Sociological Understanding of Religion

Religion is a set of beliefs and practices embedded in culture.
Every known culture has practiced some form of religion, a set of beliefs adhered to by the members of a community, incorporating ritual practices and symbols that are regarded with a sense of awe or wonder. Religious beliefs and practices are often linked to a culture's understanding of the creation and meaning of life. Most religions incorporate a belief in and worship of a superhuman power, such as a god or gods, although sociologists do not focus on this aspect of religion. Instead, sociologists study religion as a social institution and a cultural practice.

Social Function of Religion

Religion can be a source of social cohesion and also can provide social control by encouraging people to follow social norms.
While theologians study the nature of religious belief, sociologists study the function of religion in society. All known cultures throughout history have practiced religion in some form. Even vastly different religions share certain elements, such as marriage ceremonies and funeral rites. Sociologists study religion as a social institution and religious elements as a function of social needs, values, and structure. They analyze how religion is a social force that can serve to create social cohesion, a sense shared by members of a society or community of being bound together as a group. Similarly, religion can function as a source of social control, or enforcement and encouragement of conformity by society upon its members by law or by social pressure. Sociologists look at the role of religion in a society, including how this role changes over time. Religion and religious practices can also contribute to social conflict. Sociologists analyze how these conflicts arise and what such conflicts might indicate about trends in society as a whole.

Centrality of Religiosity Scale

The Centrality of Religiosity Scale (CRS) is a measure of the importance of religious meanings in personality.

Religiosity is the significance of religion in a person's life. It is the intensity and consistency with which individuals practice their religion. Religiosity can be difficult to assess. Membership in a religious group or organization does not necessarily indicate a high level of religiosity. An individual can attend religious services or celebrate religious holidays without being particularly religious. Likewise, an individual may experience a high level of religiosity but not partake in religious rituals.

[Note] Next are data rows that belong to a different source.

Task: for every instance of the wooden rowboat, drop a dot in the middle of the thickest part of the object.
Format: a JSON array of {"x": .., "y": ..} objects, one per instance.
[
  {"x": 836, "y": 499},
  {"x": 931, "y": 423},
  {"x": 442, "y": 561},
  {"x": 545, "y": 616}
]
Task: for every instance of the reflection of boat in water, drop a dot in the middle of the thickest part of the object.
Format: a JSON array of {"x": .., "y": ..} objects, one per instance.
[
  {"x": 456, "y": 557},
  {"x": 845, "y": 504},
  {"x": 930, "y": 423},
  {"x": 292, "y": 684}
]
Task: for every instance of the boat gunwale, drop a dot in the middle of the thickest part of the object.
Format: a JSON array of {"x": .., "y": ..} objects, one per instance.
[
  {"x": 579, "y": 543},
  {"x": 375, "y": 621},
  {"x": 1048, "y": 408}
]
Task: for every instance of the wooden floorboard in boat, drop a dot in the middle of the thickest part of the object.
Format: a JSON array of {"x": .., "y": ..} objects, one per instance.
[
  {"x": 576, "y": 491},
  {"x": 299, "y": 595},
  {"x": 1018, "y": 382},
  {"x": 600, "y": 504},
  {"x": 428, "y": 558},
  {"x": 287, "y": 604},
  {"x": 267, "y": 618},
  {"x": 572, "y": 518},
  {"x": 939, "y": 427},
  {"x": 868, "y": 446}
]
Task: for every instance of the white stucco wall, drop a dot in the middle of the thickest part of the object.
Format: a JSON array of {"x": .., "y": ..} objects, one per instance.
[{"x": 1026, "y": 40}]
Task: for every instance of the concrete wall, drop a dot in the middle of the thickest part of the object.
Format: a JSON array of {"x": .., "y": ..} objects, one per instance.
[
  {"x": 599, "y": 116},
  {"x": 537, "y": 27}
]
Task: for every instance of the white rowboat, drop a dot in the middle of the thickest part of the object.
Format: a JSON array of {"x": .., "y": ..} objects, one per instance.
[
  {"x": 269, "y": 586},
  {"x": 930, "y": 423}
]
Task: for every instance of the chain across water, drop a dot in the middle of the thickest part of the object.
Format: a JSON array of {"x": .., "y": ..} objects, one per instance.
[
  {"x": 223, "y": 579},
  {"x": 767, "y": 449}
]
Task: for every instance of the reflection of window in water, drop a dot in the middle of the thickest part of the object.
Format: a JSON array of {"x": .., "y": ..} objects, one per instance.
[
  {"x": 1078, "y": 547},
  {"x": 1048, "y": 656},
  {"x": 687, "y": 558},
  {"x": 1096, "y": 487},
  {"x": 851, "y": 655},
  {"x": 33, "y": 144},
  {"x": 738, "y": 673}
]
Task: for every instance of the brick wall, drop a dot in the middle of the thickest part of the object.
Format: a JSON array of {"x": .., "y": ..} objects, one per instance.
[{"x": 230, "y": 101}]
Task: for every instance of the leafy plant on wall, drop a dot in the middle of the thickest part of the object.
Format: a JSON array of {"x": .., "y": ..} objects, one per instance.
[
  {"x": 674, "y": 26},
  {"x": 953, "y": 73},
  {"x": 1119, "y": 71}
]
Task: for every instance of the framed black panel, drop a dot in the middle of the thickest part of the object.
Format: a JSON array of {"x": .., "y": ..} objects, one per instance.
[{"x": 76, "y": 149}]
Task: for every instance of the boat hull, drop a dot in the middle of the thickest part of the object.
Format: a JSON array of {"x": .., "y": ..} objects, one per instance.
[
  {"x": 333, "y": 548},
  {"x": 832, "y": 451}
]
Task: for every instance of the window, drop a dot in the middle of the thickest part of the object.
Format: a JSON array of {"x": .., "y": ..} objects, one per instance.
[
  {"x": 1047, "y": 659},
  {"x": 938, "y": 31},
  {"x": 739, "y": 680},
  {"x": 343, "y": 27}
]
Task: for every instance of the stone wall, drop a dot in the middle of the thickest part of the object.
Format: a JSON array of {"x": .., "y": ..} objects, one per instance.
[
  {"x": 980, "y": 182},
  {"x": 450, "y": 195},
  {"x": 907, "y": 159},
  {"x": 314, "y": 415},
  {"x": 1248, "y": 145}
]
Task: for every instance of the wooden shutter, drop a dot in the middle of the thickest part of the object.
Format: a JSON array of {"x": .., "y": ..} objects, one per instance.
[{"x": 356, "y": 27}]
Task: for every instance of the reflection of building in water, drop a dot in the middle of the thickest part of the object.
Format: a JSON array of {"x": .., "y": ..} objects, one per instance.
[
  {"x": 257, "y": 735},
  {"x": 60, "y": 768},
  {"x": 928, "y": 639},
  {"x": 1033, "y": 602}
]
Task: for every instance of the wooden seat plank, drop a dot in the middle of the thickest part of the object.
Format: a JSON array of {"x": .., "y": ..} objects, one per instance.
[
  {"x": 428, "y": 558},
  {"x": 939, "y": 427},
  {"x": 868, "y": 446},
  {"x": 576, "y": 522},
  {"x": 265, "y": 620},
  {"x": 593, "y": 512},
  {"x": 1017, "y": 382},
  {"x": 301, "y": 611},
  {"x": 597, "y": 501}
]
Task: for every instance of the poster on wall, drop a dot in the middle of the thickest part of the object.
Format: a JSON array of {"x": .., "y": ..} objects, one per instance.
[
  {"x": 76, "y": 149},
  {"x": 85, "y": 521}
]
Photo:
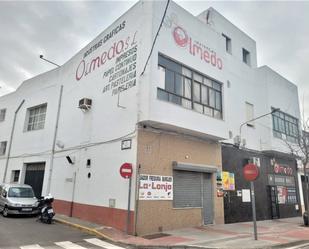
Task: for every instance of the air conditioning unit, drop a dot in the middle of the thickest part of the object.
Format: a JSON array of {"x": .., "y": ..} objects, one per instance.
[{"x": 85, "y": 104}]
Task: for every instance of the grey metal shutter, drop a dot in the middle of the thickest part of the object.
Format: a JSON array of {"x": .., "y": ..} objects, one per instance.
[
  {"x": 208, "y": 199},
  {"x": 187, "y": 189}
]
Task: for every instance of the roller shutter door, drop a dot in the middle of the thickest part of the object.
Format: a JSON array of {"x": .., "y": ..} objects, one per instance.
[
  {"x": 207, "y": 199},
  {"x": 187, "y": 189}
]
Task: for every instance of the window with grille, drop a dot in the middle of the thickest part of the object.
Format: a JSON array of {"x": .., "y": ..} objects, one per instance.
[
  {"x": 285, "y": 126},
  {"x": 246, "y": 56},
  {"x": 188, "y": 88},
  {"x": 36, "y": 117},
  {"x": 2, "y": 148},
  {"x": 2, "y": 114}
]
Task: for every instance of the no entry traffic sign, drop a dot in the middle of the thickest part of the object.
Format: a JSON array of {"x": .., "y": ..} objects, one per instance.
[
  {"x": 251, "y": 172},
  {"x": 126, "y": 170}
]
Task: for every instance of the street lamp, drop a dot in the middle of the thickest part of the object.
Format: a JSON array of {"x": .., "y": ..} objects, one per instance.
[{"x": 240, "y": 127}]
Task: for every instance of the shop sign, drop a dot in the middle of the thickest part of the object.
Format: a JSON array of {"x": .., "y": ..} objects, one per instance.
[
  {"x": 283, "y": 169},
  {"x": 225, "y": 181},
  {"x": 228, "y": 180},
  {"x": 154, "y": 187},
  {"x": 194, "y": 46},
  {"x": 114, "y": 57},
  {"x": 250, "y": 172}
]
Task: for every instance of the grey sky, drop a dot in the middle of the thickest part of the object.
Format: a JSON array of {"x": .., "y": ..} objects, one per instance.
[{"x": 60, "y": 29}]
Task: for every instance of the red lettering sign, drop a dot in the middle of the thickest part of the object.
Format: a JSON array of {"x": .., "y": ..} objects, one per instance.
[
  {"x": 196, "y": 48},
  {"x": 280, "y": 169}
]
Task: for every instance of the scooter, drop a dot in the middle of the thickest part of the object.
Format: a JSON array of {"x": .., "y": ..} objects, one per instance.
[{"x": 46, "y": 212}]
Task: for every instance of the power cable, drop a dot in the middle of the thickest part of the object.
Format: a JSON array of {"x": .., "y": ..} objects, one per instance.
[{"x": 155, "y": 39}]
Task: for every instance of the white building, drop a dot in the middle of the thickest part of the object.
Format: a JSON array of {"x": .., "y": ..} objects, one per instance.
[{"x": 165, "y": 116}]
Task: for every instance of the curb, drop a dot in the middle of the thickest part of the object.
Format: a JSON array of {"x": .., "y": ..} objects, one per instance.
[
  {"x": 138, "y": 246},
  {"x": 85, "y": 229}
]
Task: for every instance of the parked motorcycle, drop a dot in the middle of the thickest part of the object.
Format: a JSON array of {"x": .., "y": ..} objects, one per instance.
[{"x": 46, "y": 212}]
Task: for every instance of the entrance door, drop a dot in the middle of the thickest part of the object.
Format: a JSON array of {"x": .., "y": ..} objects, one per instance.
[
  {"x": 207, "y": 199},
  {"x": 274, "y": 202},
  {"x": 35, "y": 177}
]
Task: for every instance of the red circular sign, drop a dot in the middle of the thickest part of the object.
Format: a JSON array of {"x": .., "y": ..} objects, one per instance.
[
  {"x": 180, "y": 36},
  {"x": 251, "y": 172},
  {"x": 126, "y": 170}
]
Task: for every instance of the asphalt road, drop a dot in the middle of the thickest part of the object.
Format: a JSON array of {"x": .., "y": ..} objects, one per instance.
[{"x": 16, "y": 232}]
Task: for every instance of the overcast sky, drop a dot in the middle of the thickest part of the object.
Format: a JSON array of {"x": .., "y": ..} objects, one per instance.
[{"x": 60, "y": 29}]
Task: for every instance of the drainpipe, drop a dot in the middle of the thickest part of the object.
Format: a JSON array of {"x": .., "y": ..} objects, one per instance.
[
  {"x": 51, "y": 165},
  {"x": 11, "y": 139}
]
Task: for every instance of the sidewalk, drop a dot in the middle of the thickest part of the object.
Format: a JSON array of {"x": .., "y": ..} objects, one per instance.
[{"x": 271, "y": 234}]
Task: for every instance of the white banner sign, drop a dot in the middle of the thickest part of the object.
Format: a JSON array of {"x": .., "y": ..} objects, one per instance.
[{"x": 152, "y": 187}]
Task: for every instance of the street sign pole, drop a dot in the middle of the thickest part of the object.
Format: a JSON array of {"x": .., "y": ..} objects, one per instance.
[
  {"x": 251, "y": 173},
  {"x": 126, "y": 171},
  {"x": 253, "y": 210},
  {"x": 129, "y": 202}
]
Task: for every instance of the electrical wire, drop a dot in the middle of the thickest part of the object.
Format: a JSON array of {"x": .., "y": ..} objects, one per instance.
[
  {"x": 75, "y": 148},
  {"x": 155, "y": 39}
]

Sociologists measure religiosity by asking people about their religious beliefs and practices. One tool sociologists and other researchers use to evaluate religiosity in the United States is the Centrality of Religiosity Scale (CRS), which measures the centrality, or importance, of religious meanings in personality. It measures five core dimensions of religiosity:

  • public practice
  • private practice
  • religious experience
  • ideology
  • intellectual

In the CRS, public practice refers to the ways in which people are involved in public religious activities, such as attending religious services, and the importance people give to attending services and belonging to a religious community. Private practice describes the ways in which people engage in religious behavior in their personal or private lives. For example, the CRS asks how often people pray and how important they consider personal prayer. Religious experience is defined as how much or how often people experience a sense of the divine playing a role in their lives. For example, the CRS asks how often respondents feel a sense of divine intervention in their lives or how often they feel that a divine being wants to reveal something to them. Questions related to ideology center around what people believe. Questions include to what extent people believe in a god or the divine, an afterlife, or the probability that a higher power exists. The intellectual dimension focuses on people's level of interest in religion and religious questions. These questions ask about how often respondents think about religious issues, how interested they are in religious topics, and how much they work to stay or become informed about religious questions through their media consumption habits, such as reading, using the Internet, and watching or listening to programs on television or the radio.